А еще был подвал. Его-то ведь я могу восстановить в памяти, оживить образы, сделать их зримыми, осязаемыми. Я как будто снова туда попал. И я замечаю, что воспоминание о нем жило во мне все эти годы, нетронутое, сохранившееся, несмотря на двадцати-тридцатилетнее забвение. Нужен такой вот толчок, чтобы образ вновь ожил, чтобы во всех подробностях, во всех мелочах вдруг сразу вспомнились те места, которые в детстве казались таинственными, заповедными, немножко страшными и были для нас и лесом Броселианды, и лабиринтом, и пещерой Али-Бабы. Конечно, я мог бы с тем же успехом начать с чердака, с курятника, с сарая или с песчаного карьера и со многих других мест — все они, внезапно ожившие, теснятся в моей памяти, просясь наружу; но придется их осторожно оттолкнуть на время, потому что именно подвал в первую очередь требует к себе внимания. Ведь когда предаешься воспоминаниям — да, впрочем, и любому другому занятию, — важно суметь вовремя и верно угадать, чего тебе больше всего хочется и чего хочется вещам и существам, тебя окружающим. Итак, подвал, дышащий прохладой и множеством всяких запахов, которые различаешь по мере того, как продвигаешься вперед, вот как я сейчас, ибо мысленно я уже пробрался туда по наклонной доске, заменяющей лестницу, так и не построенную дедом — смерть помешала ему закончить дом. По доске сперва ступали медленно и осторожно, потом бежали мелкой рысцой, чуть согнувшись, и благополучно спускались вниз, если только не съезжали туда на мягком месте, что иногда случалось даже с бабушкой.

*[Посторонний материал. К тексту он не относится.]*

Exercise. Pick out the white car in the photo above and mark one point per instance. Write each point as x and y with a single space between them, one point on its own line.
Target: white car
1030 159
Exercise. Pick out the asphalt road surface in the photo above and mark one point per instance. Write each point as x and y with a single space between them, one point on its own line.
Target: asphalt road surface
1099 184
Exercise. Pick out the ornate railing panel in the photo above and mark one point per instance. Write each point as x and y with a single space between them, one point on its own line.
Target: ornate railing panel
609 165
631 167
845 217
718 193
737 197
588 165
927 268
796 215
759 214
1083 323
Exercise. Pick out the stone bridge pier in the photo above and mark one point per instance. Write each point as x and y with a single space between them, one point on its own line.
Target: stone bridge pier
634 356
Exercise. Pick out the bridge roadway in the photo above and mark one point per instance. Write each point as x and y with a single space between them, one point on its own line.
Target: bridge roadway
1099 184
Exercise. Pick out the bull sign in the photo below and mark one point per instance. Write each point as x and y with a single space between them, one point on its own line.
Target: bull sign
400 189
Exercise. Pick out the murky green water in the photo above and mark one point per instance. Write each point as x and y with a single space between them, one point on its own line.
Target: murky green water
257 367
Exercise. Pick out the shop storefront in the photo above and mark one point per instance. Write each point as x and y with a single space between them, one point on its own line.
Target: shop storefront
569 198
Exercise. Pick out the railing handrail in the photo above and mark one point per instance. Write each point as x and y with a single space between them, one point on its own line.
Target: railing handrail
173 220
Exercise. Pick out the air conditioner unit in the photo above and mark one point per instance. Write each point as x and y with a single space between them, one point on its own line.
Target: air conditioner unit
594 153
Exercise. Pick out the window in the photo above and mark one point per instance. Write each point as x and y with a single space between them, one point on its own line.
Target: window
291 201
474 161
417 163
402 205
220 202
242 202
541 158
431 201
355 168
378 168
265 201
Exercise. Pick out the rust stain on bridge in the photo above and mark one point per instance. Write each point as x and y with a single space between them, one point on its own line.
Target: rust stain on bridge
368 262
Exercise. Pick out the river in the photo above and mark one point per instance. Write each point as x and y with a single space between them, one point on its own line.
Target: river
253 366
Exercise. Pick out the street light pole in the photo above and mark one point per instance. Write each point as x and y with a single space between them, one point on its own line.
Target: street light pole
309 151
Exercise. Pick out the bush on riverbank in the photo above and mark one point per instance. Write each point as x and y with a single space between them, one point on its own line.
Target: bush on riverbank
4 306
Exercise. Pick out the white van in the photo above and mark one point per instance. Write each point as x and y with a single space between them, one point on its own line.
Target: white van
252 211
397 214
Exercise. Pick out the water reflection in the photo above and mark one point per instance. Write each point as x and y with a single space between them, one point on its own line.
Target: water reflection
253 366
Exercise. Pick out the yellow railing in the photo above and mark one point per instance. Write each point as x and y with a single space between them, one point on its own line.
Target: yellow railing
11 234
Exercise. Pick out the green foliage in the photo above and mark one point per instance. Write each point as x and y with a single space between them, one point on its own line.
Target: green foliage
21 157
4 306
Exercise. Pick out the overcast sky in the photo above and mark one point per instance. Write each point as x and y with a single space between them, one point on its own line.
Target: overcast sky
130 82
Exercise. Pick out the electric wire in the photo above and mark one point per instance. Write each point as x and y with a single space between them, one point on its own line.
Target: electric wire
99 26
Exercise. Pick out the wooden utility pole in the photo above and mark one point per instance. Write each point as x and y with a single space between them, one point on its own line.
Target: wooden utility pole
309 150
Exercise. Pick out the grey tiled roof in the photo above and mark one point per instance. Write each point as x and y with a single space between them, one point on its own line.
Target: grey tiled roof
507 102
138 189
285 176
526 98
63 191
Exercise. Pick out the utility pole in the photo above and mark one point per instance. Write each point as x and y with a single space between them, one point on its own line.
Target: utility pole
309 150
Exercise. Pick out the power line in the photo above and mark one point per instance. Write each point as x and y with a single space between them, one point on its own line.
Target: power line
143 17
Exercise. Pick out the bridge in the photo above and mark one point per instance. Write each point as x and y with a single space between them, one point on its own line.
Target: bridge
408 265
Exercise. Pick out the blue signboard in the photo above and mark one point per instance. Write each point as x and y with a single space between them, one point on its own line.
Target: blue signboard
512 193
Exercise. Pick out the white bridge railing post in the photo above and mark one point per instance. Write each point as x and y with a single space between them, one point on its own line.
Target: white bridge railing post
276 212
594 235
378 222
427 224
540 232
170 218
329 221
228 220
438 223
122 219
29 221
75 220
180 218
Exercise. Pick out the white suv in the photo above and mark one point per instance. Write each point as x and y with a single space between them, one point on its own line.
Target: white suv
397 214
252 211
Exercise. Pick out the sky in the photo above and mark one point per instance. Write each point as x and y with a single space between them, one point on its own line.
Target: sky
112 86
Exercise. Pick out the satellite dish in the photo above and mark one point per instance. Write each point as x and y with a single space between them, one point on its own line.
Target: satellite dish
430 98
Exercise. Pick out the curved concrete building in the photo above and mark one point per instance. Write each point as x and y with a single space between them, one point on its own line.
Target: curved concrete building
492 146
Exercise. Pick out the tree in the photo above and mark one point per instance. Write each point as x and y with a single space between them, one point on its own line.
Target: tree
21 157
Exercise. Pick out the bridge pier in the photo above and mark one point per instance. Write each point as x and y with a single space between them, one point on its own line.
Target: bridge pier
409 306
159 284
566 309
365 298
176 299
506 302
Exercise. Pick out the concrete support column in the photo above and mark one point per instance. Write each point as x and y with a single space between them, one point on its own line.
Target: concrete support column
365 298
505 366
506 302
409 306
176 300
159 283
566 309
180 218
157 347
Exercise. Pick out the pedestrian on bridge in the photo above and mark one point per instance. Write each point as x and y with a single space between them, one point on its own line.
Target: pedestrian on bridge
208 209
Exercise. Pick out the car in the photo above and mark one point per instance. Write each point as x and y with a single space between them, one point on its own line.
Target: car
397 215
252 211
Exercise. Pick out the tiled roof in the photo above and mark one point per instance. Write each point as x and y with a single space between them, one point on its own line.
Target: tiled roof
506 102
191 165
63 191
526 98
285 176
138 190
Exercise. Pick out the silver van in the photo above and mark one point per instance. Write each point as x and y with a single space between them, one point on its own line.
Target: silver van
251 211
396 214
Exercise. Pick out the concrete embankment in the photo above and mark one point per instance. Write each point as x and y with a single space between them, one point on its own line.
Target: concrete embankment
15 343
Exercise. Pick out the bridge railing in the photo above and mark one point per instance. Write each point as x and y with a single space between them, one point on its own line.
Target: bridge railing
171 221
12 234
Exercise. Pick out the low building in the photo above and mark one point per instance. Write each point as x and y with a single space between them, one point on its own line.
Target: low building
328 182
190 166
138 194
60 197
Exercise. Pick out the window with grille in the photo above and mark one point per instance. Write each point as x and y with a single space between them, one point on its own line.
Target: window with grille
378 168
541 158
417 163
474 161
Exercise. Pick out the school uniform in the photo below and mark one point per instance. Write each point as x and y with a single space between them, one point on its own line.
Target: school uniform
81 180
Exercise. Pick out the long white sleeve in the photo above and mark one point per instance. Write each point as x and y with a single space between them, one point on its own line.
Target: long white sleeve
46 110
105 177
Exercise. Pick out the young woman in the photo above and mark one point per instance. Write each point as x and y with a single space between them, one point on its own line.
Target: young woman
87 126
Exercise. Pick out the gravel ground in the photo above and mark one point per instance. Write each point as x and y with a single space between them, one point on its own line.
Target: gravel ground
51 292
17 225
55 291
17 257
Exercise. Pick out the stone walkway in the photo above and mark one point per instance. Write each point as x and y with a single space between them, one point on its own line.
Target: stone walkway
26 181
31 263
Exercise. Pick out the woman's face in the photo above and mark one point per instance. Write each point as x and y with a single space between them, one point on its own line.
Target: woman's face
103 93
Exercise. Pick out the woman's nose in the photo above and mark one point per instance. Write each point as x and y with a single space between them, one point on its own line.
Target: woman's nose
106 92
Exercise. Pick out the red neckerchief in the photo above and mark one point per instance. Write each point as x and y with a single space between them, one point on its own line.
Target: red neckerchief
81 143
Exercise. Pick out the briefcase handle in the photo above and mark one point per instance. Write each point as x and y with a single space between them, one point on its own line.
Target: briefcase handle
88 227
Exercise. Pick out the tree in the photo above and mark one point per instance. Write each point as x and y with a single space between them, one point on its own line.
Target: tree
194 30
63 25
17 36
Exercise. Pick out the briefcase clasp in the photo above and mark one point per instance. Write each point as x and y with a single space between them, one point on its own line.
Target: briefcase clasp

Это было постоянным предметом шуток: «Здорово я съехала вниз, как на санках!» Упавший вставал, отряхивал пыль с одежды — вот и все. Никто ни разу ничего себе не сломал, и все отважно шли на риск!
Интересно, думаю я, собрались ли новые хозяева, те, что купили дом после смерти Алисы — это сколько же? десять лет назад! — собрались ли они построить лестницу в подвал? Боюсь, что да, вполне вероятно. Не хочу я туда идти и проверять. Проходя мимо дома, я бессознательно ускоряю шаг и, искоса глядя на фасад, не узнаю его под новой светлой штукатуркой, с этой наполовину замурованной балконной дверью — теперь это чужое, чистенькое и безликое жилище, какие устраивают себе мелкие буржуа из предместья, и нечего о нем ни подумать, ни сказать!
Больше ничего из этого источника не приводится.